BACKGROUND: Sacral neuromodulation (SNM) has become a treatment option for children with refractory voiding dysfunction, with the optimal outcome being surgical removal after sustained improvement in symptoms even after device deactivation. However, multi-institutional long term outcomes after stage 2 SNM placement are lacking. We aimed to define the cause and timing of elective removal of 2 stage SNM and to identify predictive factors for success of SNM in children with non-neurogenic refractory voiding dysfunction. METHODS: A prospective multi-institutional database from 2010-2018 was queried for all 2-stage SNM patients. Patients whose devices were electively removed were categorized into 2 groups: successes (symptoms resolved with device off) and failures (removal required for reasons other than success). We excluded device removals performed for device infection. Clinical data and voiding score symptoms were collected. Analysis was conducted and statistical significance was set a priori at p<.05. RESULTS: 196 patients had successful 2-stage SMN procedure. Median age was 15.9 years (IQR 12.95-17.8), 131 (67%) were female, 111 (82%) were white/Caucasian, 112 (59%) were privately insured, and median BMI at time of 1st stage was 21. A total of 90% of patients reported at least 75% perceived improvement compared to baseline at their last follow-up visit. Forty patients had their device electively removed for non-infectious reasons: 24 for success, 16 for failure. Median time to removal was 48.5 (35.5 - 68.8) months for the success group and 28.0 (14.5 - 46.0) months for the failure group. Failures were categorized as: persistent symptoms (6/16, 38%), untoward effects (2/16, 12%), patient non-compliance (2/16, 12%) or other (6/16, 38%). There were no differences in demographic variables, prior treatments, BMI, completion of pre-operative urodynamics, or voiding questionnaire scores between the successful and failure removal groups.

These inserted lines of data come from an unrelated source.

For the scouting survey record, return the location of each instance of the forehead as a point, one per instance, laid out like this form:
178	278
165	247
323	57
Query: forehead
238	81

CONCLUSIONS: Within our large, multi-institutional cohort, we demonstrate high likelihood of success after 2-stage SNM and that 40/196 (20%) of SNM devices have been removed for non-infectious reasons: 24 (60%) for success and 16 (40%) for failure. Despite the multi-institutional effort, the small number of events precluded additional analysis to determine preoperative indicators of successful removal. Additionally, this study provides useful counseling data regarding likelihood of device removal for either success or failure.